Buchführung

Buchführung ist die vollständige Auflistung aller Geschäftsvorgänge eines Unternehmens – egal ob es sich um einen Ein-Mann-Betrieb, oder um ein Unternehmen mit 3.000 Mitarbeitern handelt.

Inhalts­verzeichnis

    Ehrlichkeit und Seriosität des Unternehmens

    Für jeden Beleg wird dabei eine Buchung vorgenommen. Die Geschäftsvorgänge können zeitlich und sachlich beschrieben werden und jeder einzelne Vorgang muss anhand von Belegen nachgewiesen werden. Wichtig ist eine lückenlose Auflistung – sie wird vom Gesetzgeber gefordert und muss dem Finanzamt eingereicht werden. Darüber hinaus steht eine „saubere“ Buchführung auch für einen gut durchdachten Finanzierungsplan , sowie die Ehrlichkeit und Seriosität des Unternehmens.

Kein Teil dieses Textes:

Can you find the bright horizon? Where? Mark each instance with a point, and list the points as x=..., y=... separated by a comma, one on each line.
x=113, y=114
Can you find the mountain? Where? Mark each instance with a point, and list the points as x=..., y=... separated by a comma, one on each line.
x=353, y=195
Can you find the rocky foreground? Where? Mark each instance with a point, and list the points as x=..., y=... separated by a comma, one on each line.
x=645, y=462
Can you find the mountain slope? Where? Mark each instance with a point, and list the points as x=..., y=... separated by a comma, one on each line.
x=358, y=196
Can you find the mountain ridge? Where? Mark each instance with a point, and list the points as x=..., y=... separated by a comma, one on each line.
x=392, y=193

    Buchführung informiert über das Unternehmen

    Die Buchführung ist eines der Hauptglieder des Rechnungswesens eines kaufmännischen Unternehmens und dient dem Unternehmer als wichtige Informationsquelle in Bezug auf sein Unternehmen. Darüber hinaus liefert die Buchführung notwendige Informationen für Behörden wie zum Beispiel das Finanzamt. Im Zuge der Buchführung werden alle Geschäftsvorfälle in einem Unternehmen chronologisch aufgezeichnet. Dazu zählen unter anderem Lohnzahlungen, Materialeinkauf, Produktverkauf, Rohstoffverbrauch sowie die Wertminderung an Vermögensgegenständen durch Abnutzung. Die einzelnen Werte werden nach Sachzusammenhängen gesammelt und gruppiert. In regelmäßigen Abständen (monatlich, vierteljährig, halbjährig etc.) wird daraus ein Abschluss erstellt und einmal im Jahr der Jahresabschluss gebildet.

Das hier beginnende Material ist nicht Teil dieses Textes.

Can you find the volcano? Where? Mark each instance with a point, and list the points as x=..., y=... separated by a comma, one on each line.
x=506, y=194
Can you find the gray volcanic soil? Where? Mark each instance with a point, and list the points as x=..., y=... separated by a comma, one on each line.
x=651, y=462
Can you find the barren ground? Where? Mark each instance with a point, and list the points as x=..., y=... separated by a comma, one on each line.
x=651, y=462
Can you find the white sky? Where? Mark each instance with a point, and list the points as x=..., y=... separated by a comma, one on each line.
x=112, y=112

    Buchführung dient der Gewinnermittlung

    Die Buchführung bildet somit die Grundlage für die Gewinnermittlung und für den Jahresabschluss für die Steuererklärung eines Unternehmens. Die Hauptaufgabe der Buchführung liegt in der Erfolgsermittlung, für die Aufwendungen und Erträge erfasst werden müssen und die Finanz- und Vermögenslage dargestellt werden muss. Auch Änderungen in der Bilanz, wie beispielsweise durch Veränderungen des Anlagevermögens, werden in der Buchführung vermerkt. Weitere Aufgaben der Buchführung bestehen beispielsweise in der Beobachtung der inneren Abläufe, wozu unter anderem die Umsatzgröße, die Umsatzschnelligkeit, Risiko-Management sowie die Kapital- und Schuldenverhältnisse gehören.

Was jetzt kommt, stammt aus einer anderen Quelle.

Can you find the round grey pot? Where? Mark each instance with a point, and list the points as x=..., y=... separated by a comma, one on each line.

    Einfache und doppelte Buchführung

    Bei der einfachen Buchführung werden Zu- und Abgänge chronologisch gebucht und im Fall von Bargeschäften in ein Kassenbuch eingetragen. Durch die Gegenüberstellung von Anfangs- und Endvermögen einer Abschlussperiode kann der Geschäftsverlauf und der sich daraus ergebende Erfolg eines Unternehmens dargestellt werden. Die doppelte Buchführung hingegen beinhaltet darüber hinaus bereits eine Erfolgsrechnung, die dafür sorgt, dass jedem Geschäftsvorfall zwei Buchungsätze zugeordnet werden – die Soll- und die Habenbuchung. Für jeden Beleg werden mindestens jeweils ein Eintrag auf der Soll- und ein Eintrag auf der Habenseite vorgenommen. Durch die doppelte Buchführung besteht stets eine Kontrolle über die Richtigkeit des ausgewiesenen Ergebnisses. Sie ist die vorherrschende Art der Buchführung.

    Rechtsgrundlage der Buchführung

    Aus dem Handelsgesetzbuch (§ 238 HGB) und dem Steuergesetzbuch (§ 140 AO) ergibt sich die gesetzliche Pflicht zur Buchführung für Unternehmen . Es wird dabei allerdings nicht vorgeschrieben, wo die Buchführung stattfindet und wo die Bücher aufbewahrt werden. Es besteht daher die Möglichkeit, dass Dritte beauftragt werden, die die Buchführung für ein Unternehmen erledigen – beispielsweise ein Steuerberater. Diese Art der Buchführung wird Fernbuchführung genannt. Dabei muss das Unternehmen selbst lediglich die sogenannte „vorbereitende Buchführung“ übernehmen, zu der zum Beispiel das Führen des Kassenbuches gehört. Freiberufler können nach § 18 EStG auf die Buchführung verzichten und ihren Gewinn mit weitaus weniger Aufwand durch die Einnahmen-Überschuss-Rechnung ermittel und nachweisen.